Documentation
Troubleshoot Clusters with Tanzu Diagnostics ¶
Tanzu Community Edition comes with a diagnostics CLI plugin that helps with the task of collecting diagnostics data when debugging installation issues. The plugin (based on the
Crash-Diagnostics project) can automatically collect diagnostics data from either the boostrap, management, unmanaged, or a workload cluster (or all three) using the tanzu diagnostics collect
command.
Pre-requisites ¶
Prior to collecting diagnostics data, your local machine must have the following programs in its $PATH:
- Tanzu CLI
- kind (for troubleshooting bootstrap cluster issues)
- kubectl
Other requirements include:
- Access to a bootstrap cluster machine (if diagnosing bootstrap cluster)
- Access to a management cluster and its managed workload clusters (if needed)
- Access to a local unmanaged cluster
Collecting diagnostics ¶
The diagnostics tool can automatically collect logs, and API resources data, for all cluster types including bootstrap, management, and workload clusters. By default, the diagnostics plugin will attempt to automatically collect data in the following order:
[bootstrap cluster] --> [management cluster] --> [workload cluster]
The diagnostics plugin will follow the order above unless the user specifically skips either the bootstrap or the management cluster using a CLI argument. If a cluster type is not available (i.e. bootstrap for instance) the tool will simply skip it.
What is collected? ¶
The diagnostics plugin collects a set of known resources to help troubleshoot bootstrap cluster problems, including:
- Kind cluster logs (obtained with command kind export logs)
- Pod logs from
capi*, capv*, capa*, tkg-system
namespaces (if they exist) - Pods, services, deployments, apps (from
capi*, capv*, capa*, tkg-system
namespaces) - Any other server resources in the
cluster-api
resource category
No other cluster objects are collected.
The tanzu diagnostics
command automatically generates a tar file which you can unpack to analyze and troubleshoot your cluster.
The tanzu diagnostics collect
command ¶
The diagnostics command makes it easy for users to collect diagnostics data by supporting sensible default values.
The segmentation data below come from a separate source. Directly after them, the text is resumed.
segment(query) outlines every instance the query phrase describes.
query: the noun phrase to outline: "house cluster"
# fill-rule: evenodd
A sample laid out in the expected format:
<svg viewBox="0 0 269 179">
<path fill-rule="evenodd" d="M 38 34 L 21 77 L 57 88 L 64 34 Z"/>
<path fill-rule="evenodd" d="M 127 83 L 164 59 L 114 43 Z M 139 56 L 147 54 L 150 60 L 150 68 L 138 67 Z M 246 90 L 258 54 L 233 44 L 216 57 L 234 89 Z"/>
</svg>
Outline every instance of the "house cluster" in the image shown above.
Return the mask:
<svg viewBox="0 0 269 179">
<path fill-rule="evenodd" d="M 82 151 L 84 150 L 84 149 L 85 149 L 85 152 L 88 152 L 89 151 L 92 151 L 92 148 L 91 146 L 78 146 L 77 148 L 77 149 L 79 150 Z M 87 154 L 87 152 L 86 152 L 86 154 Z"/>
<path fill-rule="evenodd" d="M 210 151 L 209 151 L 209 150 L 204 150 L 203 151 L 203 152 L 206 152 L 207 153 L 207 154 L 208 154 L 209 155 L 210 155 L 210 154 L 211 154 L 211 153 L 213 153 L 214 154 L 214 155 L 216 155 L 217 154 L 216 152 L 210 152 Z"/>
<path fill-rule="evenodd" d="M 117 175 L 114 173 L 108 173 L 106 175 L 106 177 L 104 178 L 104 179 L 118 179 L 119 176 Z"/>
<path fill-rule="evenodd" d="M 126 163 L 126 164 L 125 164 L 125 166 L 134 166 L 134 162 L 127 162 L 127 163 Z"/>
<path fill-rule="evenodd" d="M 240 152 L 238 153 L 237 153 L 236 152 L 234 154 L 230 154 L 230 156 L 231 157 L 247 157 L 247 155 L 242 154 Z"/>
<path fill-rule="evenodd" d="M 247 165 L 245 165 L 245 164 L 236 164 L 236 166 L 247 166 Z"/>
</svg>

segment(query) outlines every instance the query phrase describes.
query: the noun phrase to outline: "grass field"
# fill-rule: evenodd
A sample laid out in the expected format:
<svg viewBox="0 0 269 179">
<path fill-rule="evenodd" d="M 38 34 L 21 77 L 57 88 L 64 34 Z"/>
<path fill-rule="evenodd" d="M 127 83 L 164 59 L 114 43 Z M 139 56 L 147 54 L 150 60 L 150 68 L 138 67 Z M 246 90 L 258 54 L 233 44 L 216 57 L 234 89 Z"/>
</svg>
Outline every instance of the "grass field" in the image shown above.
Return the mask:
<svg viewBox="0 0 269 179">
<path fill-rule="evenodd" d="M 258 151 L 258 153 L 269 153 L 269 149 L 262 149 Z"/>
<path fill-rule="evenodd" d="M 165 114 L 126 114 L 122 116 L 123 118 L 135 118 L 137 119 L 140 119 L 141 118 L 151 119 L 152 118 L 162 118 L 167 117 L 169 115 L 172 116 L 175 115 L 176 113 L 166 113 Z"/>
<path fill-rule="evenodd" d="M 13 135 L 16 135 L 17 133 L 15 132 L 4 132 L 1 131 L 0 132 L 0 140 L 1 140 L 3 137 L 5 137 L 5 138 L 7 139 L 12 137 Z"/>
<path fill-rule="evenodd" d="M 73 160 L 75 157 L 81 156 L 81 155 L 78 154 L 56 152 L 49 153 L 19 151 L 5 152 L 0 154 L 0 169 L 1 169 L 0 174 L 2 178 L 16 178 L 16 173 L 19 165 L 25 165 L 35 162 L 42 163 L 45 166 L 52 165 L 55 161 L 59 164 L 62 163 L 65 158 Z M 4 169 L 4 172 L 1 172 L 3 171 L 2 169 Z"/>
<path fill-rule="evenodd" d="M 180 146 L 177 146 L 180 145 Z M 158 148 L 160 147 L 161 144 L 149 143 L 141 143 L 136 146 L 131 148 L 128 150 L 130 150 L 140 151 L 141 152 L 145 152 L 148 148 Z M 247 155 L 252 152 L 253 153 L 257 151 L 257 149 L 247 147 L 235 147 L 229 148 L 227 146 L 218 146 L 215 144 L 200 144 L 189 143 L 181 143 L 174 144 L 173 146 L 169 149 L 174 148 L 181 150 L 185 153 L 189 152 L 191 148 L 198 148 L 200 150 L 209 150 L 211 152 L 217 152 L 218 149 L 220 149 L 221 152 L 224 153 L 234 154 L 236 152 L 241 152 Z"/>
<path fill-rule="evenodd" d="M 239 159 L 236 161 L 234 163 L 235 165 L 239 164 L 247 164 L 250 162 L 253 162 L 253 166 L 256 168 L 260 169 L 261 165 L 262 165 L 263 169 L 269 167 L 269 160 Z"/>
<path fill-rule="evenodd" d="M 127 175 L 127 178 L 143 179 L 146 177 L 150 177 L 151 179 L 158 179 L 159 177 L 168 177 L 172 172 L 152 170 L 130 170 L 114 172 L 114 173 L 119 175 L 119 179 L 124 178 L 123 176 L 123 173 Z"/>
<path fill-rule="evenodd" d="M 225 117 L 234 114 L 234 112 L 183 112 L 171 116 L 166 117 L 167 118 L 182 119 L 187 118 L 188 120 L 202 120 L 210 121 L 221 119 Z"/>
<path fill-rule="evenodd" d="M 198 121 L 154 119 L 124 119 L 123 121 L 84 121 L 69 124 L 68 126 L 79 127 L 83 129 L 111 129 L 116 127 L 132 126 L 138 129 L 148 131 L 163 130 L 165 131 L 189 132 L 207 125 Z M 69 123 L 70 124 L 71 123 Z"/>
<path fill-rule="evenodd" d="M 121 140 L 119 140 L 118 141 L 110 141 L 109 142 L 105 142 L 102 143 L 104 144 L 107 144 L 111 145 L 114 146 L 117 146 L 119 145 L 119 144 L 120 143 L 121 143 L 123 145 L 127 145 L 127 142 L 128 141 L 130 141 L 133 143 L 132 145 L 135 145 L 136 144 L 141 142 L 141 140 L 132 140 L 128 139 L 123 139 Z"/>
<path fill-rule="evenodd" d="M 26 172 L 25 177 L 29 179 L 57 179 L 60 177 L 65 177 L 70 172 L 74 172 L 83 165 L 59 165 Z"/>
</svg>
However, the command allows its default values to be overridden using CLI argument flags as listed below:
tanzu diagnostics collect --help
Collect cluster diagnostics for the specified cluster
Usage:
diagnostics collect [flags]
Flags:
--bootstrap-cluster-name string A specific bootstrap cluster to diagnose
--bootstrap-cluster-skip If true, skips bootstrap cluster diagnostics
-h, --help help for collect
--management-cluster-context string The context name of the management cluster
--management-cluster-kubeconfig string The management cluster config file (required)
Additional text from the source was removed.